If the receiver needs to dial in you can force it from the Diagnostics screen.
But if it isn't at a point where it needs to dial in it will just say "no dialout pending".


----------



## xasx (Mar 19, 2006)

Dish Network claimed I needed the phone hookup for the DVR and PPV had nothing to do with it, from what I have been reading this sounds false and it should be the other way around. I don't order PPV and have been trying to get SunRocket to work with it before I switch my number, do I even need the phone line if I don't order PPV? Has anyone had any luck using a Wireless Phone Jack? Seems like they have too much static for modem use. Has anyone implemented anything else to hook up their receivers at long distances when using VOIP?


----------



## bderouen (Oct 27, 2006)

Hi Xasx!
I agree that it is very unclear as to why they insist on the phone line for the 622s. And you CAN do without it, but they charge you an additional $5 a month if you don't have it hooked up. I know when i was with DTV, they SAID you must have a phone line hooked up, but I never bothered and I was never charged anythying. I jsut couldn't order PPV with the remote, but I didn't do that anyway. The once in a whie that I did order PPV, I did it over the internet from their website!

As far as the Wireless Phone jack, I am using one right now and it is works great! I have Vonage and at the advice of one of the members here, I bought a wireless phone jack. (Go on Ebay and get one...MUCH cheaper! That's what i did!) I have my main jack hooked into the outlet near my broadband connection and my Vonage DTA. I have the line from the DTA run to the jack, and then a line from the jack to my VTech cordless phone system in my house. Then behind my receiver,I plugged in the extension for the wireless jack and run a line from the receiver to the jack. It works great! 
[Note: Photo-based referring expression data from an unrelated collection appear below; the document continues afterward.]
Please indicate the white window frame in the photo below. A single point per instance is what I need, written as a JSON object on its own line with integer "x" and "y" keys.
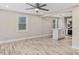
{"x": 18, "y": 24}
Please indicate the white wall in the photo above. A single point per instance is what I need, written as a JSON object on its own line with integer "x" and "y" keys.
{"x": 75, "y": 26}
{"x": 36, "y": 26}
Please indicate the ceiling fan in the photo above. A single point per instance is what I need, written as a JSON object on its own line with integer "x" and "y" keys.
{"x": 37, "y": 7}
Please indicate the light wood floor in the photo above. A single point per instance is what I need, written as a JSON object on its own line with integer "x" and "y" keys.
{"x": 39, "y": 46}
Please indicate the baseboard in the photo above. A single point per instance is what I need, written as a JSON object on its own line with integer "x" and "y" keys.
{"x": 24, "y": 38}
{"x": 75, "y": 47}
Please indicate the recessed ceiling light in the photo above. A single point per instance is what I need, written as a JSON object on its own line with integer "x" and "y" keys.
{"x": 6, "y": 6}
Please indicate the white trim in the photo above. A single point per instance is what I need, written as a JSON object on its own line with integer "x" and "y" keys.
{"x": 24, "y": 38}
{"x": 26, "y": 24}
{"x": 75, "y": 47}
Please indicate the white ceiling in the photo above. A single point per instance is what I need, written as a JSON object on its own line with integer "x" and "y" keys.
{"x": 53, "y": 7}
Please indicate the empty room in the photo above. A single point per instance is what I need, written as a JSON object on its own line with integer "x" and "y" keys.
{"x": 39, "y": 28}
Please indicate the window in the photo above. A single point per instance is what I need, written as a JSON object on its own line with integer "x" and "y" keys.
{"x": 22, "y": 23}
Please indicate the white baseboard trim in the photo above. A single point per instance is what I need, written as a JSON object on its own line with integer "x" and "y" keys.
{"x": 75, "y": 47}
{"x": 24, "y": 38}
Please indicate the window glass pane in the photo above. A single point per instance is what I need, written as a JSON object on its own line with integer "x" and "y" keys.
{"x": 22, "y": 20}
{"x": 22, "y": 26}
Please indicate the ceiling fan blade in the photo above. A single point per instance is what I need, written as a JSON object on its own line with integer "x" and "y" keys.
{"x": 31, "y": 5}
{"x": 37, "y": 4}
{"x": 43, "y": 9}
{"x": 29, "y": 8}
{"x": 43, "y": 5}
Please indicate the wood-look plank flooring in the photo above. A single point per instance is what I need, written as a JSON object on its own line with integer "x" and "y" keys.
{"x": 39, "y": 46}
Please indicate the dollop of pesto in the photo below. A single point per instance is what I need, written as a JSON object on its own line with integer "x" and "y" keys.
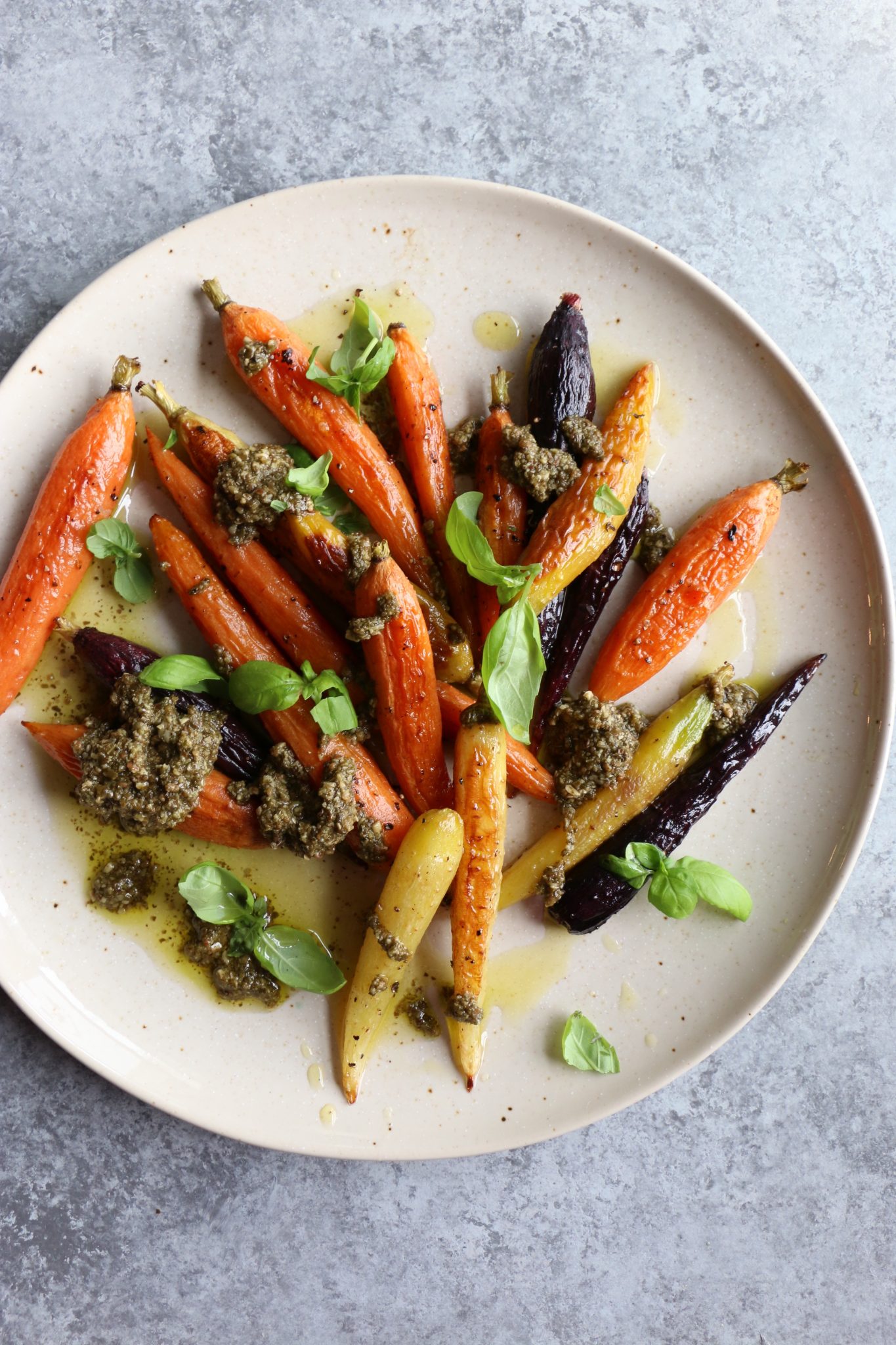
{"x": 146, "y": 770}
{"x": 233, "y": 978}
{"x": 542, "y": 472}
{"x": 589, "y": 744}
{"x": 125, "y": 881}
{"x": 249, "y": 482}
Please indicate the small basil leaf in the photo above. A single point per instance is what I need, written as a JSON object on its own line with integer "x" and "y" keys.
{"x": 133, "y": 579}
{"x": 512, "y": 666}
{"x": 606, "y": 502}
{"x": 112, "y": 537}
{"x": 299, "y": 959}
{"x": 471, "y": 546}
{"x": 628, "y": 870}
{"x": 648, "y": 856}
{"x": 585, "y": 1048}
{"x": 258, "y": 685}
{"x": 312, "y": 479}
{"x": 715, "y": 885}
{"x": 215, "y": 894}
{"x": 182, "y": 673}
{"x": 672, "y": 892}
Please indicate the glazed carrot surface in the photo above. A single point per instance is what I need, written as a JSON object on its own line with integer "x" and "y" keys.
{"x": 399, "y": 661}
{"x": 324, "y": 423}
{"x": 284, "y": 609}
{"x": 82, "y": 486}
{"x": 504, "y": 506}
{"x": 524, "y": 771}
{"x": 417, "y": 400}
{"x": 222, "y": 621}
{"x": 217, "y": 818}
{"x": 572, "y": 533}
{"x": 698, "y": 575}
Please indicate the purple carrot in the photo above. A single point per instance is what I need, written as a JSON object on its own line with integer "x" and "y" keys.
{"x": 587, "y": 598}
{"x": 109, "y": 657}
{"x": 591, "y": 893}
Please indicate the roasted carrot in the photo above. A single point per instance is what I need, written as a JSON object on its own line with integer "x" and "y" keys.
{"x": 223, "y": 622}
{"x": 417, "y": 400}
{"x": 574, "y": 533}
{"x": 696, "y": 576}
{"x": 524, "y": 771}
{"x": 47, "y": 565}
{"x": 280, "y": 604}
{"x": 504, "y": 505}
{"x": 314, "y": 545}
{"x": 273, "y": 362}
{"x": 399, "y": 659}
{"x": 480, "y": 799}
{"x": 217, "y": 818}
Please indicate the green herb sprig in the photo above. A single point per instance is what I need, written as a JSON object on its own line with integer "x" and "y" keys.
{"x": 679, "y": 884}
{"x": 258, "y": 686}
{"x": 472, "y": 548}
{"x": 360, "y": 362}
{"x": 112, "y": 539}
{"x": 295, "y": 957}
{"x": 585, "y": 1048}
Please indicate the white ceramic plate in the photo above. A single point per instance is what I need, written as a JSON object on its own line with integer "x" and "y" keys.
{"x": 790, "y": 826}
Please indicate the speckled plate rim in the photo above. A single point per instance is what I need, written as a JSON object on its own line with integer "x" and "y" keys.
{"x": 876, "y": 553}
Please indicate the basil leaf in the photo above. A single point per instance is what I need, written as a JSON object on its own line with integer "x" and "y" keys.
{"x": 133, "y": 579}
{"x": 182, "y": 673}
{"x": 258, "y": 685}
{"x": 648, "y": 856}
{"x": 215, "y": 894}
{"x": 512, "y": 666}
{"x": 673, "y": 892}
{"x": 112, "y": 537}
{"x": 715, "y": 885}
{"x": 312, "y": 479}
{"x": 606, "y": 502}
{"x": 471, "y": 546}
{"x": 628, "y": 870}
{"x": 585, "y": 1048}
{"x": 299, "y": 959}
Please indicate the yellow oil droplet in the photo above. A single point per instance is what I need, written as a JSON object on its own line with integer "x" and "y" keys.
{"x": 628, "y": 996}
{"x": 324, "y": 324}
{"x": 519, "y": 979}
{"x": 498, "y": 331}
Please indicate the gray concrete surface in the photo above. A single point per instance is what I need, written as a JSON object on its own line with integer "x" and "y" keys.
{"x": 754, "y": 1199}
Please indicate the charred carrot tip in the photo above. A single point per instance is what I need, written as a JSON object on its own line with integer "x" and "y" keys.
{"x": 214, "y": 291}
{"x": 125, "y": 369}
{"x": 156, "y": 391}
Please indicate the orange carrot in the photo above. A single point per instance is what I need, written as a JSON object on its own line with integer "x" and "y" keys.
{"x": 480, "y": 798}
{"x": 698, "y": 575}
{"x": 524, "y": 771}
{"x": 323, "y": 423}
{"x": 47, "y": 565}
{"x": 217, "y": 818}
{"x": 276, "y": 599}
{"x": 223, "y": 622}
{"x": 399, "y": 661}
{"x": 417, "y": 400}
{"x": 574, "y": 533}
{"x": 504, "y": 505}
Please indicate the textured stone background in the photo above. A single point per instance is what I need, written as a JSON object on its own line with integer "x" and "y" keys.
{"x": 752, "y": 1200}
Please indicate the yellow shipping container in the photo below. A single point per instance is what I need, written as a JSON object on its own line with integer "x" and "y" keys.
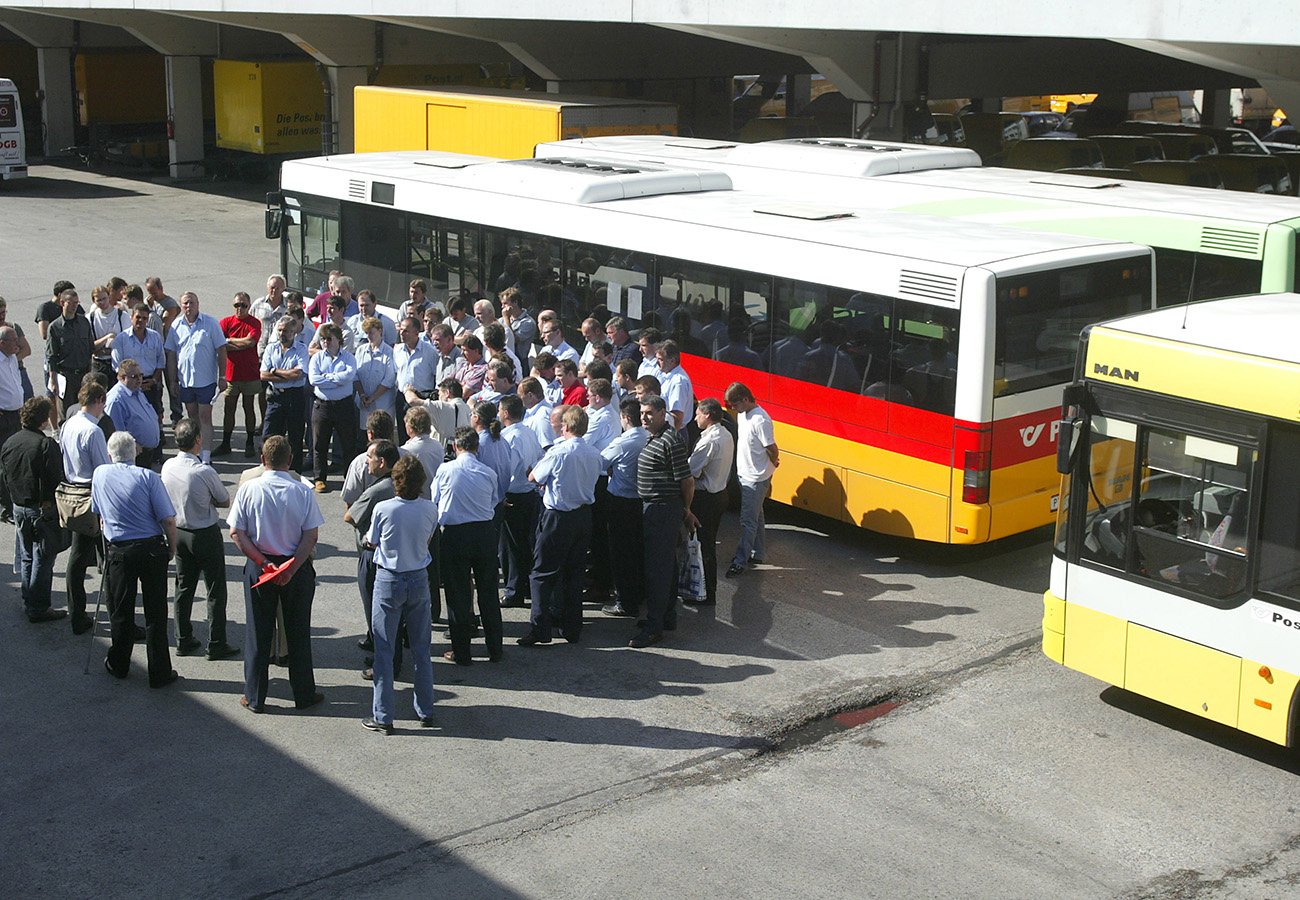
{"x": 495, "y": 122}
{"x": 268, "y": 107}
{"x": 121, "y": 87}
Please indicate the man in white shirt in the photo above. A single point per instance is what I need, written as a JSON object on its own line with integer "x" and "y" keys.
{"x": 757, "y": 458}
{"x": 675, "y": 386}
{"x": 553, "y": 340}
{"x": 196, "y": 493}
{"x": 710, "y": 464}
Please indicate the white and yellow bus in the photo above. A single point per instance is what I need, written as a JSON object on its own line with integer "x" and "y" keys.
{"x": 1177, "y": 567}
{"x": 913, "y": 364}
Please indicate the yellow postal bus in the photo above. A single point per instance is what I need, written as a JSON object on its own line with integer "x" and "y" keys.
{"x": 1177, "y": 567}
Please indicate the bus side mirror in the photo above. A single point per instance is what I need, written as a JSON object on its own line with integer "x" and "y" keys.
{"x": 1066, "y": 438}
{"x": 274, "y": 224}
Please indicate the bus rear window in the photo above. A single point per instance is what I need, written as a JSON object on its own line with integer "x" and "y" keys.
{"x": 1183, "y": 276}
{"x": 1040, "y": 315}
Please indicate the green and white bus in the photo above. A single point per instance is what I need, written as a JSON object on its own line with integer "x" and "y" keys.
{"x": 1208, "y": 243}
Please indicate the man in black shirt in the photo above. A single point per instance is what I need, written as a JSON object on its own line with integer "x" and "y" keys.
{"x": 68, "y": 350}
{"x": 31, "y": 467}
{"x": 666, "y": 490}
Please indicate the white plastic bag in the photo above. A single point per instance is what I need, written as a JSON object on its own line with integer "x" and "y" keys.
{"x": 690, "y": 580}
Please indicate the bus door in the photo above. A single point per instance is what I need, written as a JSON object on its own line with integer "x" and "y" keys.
{"x": 13, "y": 145}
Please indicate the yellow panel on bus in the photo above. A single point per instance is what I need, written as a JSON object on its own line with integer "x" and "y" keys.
{"x": 1182, "y": 674}
{"x": 1095, "y": 644}
{"x": 1265, "y": 708}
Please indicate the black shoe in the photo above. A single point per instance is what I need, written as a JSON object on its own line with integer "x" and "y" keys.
{"x": 221, "y": 650}
{"x": 644, "y": 639}
{"x": 167, "y": 679}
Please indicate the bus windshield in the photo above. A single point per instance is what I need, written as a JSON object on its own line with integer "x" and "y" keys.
{"x": 1040, "y": 315}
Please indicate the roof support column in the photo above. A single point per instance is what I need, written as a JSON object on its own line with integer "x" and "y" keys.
{"x": 343, "y": 81}
{"x": 185, "y": 116}
{"x": 57, "y": 103}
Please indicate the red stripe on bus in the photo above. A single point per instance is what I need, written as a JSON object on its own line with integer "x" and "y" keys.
{"x": 876, "y": 423}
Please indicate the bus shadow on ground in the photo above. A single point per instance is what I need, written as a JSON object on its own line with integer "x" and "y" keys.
{"x": 131, "y": 792}
{"x": 64, "y": 189}
{"x": 1212, "y": 732}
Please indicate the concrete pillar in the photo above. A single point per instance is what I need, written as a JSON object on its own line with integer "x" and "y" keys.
{"x": 57, "y": 102}
{"x": 185, "y": 116}
{"x": 1217, "y": 108}
{"x": 798, "y": 91}
{"x": 343, "y": 81}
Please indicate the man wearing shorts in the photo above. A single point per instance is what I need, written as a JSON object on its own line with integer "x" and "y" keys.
{"x": 200, "y": 363}
{"x": 243, "y": 373}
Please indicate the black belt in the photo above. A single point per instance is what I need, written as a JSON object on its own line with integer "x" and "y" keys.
{"x": 138, "y": 541}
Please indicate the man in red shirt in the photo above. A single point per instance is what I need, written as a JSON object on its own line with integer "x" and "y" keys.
{"x": 243, "y": 373}
{"x": 575, "y": 392}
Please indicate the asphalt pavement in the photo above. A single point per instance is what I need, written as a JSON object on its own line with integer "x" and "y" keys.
{"x": 705, "y": 766}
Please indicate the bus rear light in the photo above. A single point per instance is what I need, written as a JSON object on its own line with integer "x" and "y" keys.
{"x": 975, "y": 476}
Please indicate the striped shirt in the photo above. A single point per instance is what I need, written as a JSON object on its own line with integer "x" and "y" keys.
{"x": 662, "y": 466}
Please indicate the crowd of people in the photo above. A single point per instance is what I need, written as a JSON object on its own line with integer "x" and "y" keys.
{"x": 485, "y": 461}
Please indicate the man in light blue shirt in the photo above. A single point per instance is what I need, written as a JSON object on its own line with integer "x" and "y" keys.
{"x": 537, "y": 416}
{"x": 523, "y": 503}
{"x": 200, "y": 360}
{"x": 144, "y": 346}
{"x": 274, "y": 520}
{"x": 620, "y": 459}
{"x": 401, "y": 531}
{"x": 131, "y": 412}
{"x": 369, "y": 308}
{"x": 332, "y": 373}
{"x": 464, "y": 490}
{"x": 284, "y": 371}
{"x": 139, "y": 526}
{"x": 567, "y": 475}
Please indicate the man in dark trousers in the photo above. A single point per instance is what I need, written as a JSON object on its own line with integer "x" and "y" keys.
{"x": 30, "y": 470}
{"x": 139, "y": 526}
{"x": 666, "y": 490}
{"x": 464, "y": 490}
{"x": 274, "y": 520}
{"x": 567, "y": 474}
{"x": 68, "y": 351}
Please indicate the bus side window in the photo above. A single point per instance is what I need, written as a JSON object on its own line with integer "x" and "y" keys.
{"x": 1279, "y": 529}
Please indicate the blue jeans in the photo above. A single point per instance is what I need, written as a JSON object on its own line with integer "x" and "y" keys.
{"x": 39, "y": 541}
{"x": 752, "y": 497}
{"x": 397, "y": 595}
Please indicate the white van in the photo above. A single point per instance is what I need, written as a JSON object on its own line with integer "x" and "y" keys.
{"x": 13, "y": 145}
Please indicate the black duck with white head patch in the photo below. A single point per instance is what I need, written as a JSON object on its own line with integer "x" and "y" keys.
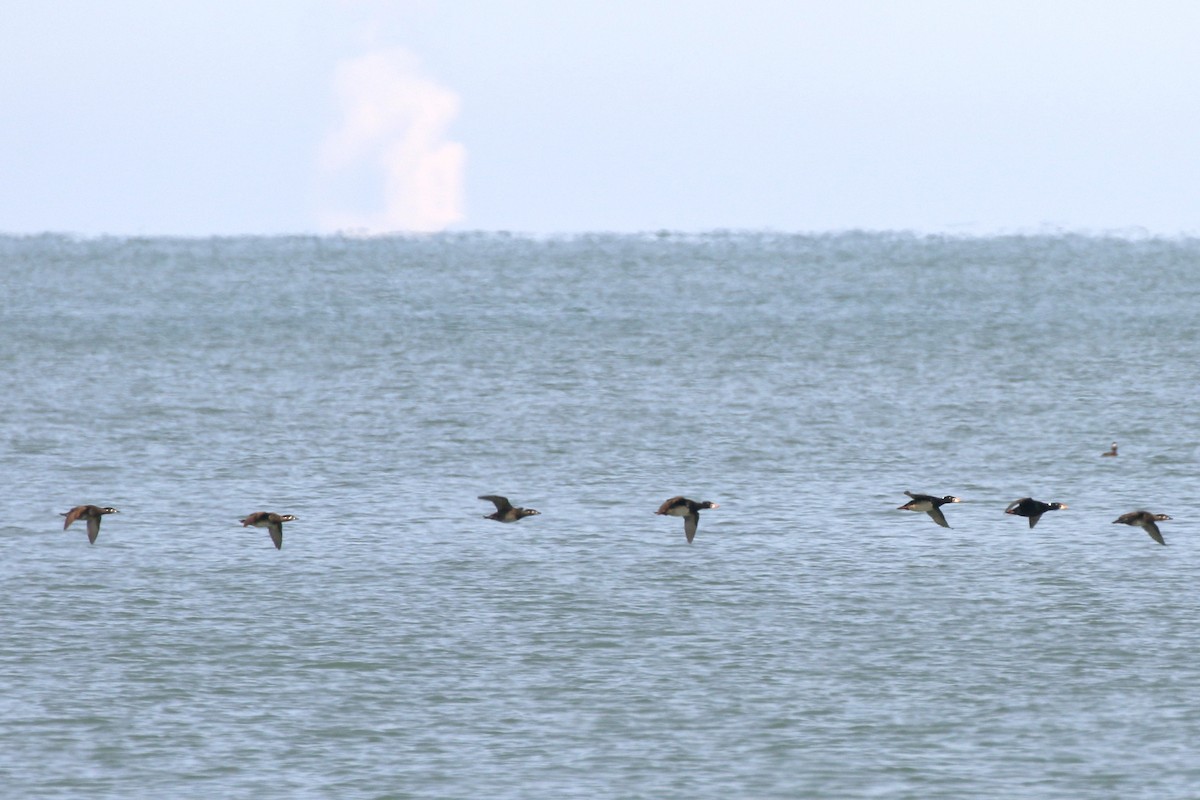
{"x": 930, "y": 505}
{"x": 1032, "y": 509}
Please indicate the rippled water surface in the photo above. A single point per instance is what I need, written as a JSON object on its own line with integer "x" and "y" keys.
{"x": 813, "y": 641}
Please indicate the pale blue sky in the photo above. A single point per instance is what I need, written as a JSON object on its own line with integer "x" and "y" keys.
{"x": 229, "y": 116}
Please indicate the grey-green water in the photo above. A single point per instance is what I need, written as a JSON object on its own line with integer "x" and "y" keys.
{"x": 813, "y": 641}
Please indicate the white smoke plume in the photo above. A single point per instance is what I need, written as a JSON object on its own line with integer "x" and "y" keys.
{"x": 390, "y": 150}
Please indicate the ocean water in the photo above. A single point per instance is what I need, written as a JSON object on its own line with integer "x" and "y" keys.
{"x": 813, "y": 642}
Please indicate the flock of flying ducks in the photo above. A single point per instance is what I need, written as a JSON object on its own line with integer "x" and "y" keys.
{"x": 1033, "y": 509}
{"x": 677, "y": 506}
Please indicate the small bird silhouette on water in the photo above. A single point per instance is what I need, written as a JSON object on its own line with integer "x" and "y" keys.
{"x": 1032, "y": 509}
{"x": 1145, "y": 521}
{"x": 505, "y": 510}
{"x": 271, "y": 522}
{"x": 930, "y": 505}
{"x": 89, "y": 513}
{"x": 687, "y": 509}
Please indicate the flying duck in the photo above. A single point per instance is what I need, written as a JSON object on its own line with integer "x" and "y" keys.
{"x": 687, "y": 509}
{"x": 505, "y": 511}
{"x": 1032, "y": 509}
{"x": 90, "y": 513}
{"x": 1145, "y": 521}
{"x": 929, "y": 504}
{"x": 271, "y": 522}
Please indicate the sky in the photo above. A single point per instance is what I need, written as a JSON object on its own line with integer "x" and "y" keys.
{"x": 202, "y": 118}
And sicne I only paid about $30 for the wireless phone jack on Ebay (as opposed to almost $100 in Radioshack), I figure in about 6 months (saving that $5 a month) it'll pay for itself.


----------



## xasx (Mar 19, 2006)

Update:
I actually have RCA Wireless Phone Jacks, I just figured out half hour ago that they work when connected to Verizon land line to connect to Dish, but not when connected to Sunrocket. I have moved them around and now get almost no static, but since it worked with Verizon, I guess it may be a problem with Sunrocket and the Linksys Gizmo.


----------



## bderouen (Oct 27, 2006)

Yeah, if you have a regular land line, then that may be a better option. I'd say that the static may be a problem with SunRocket. I have a LInksys router, if that's what you're talkng about, and it's not a problem at all. My Vonage DTA (digital phone adapter) is connected to my router, of course, but then the line from the DTA goes as described above.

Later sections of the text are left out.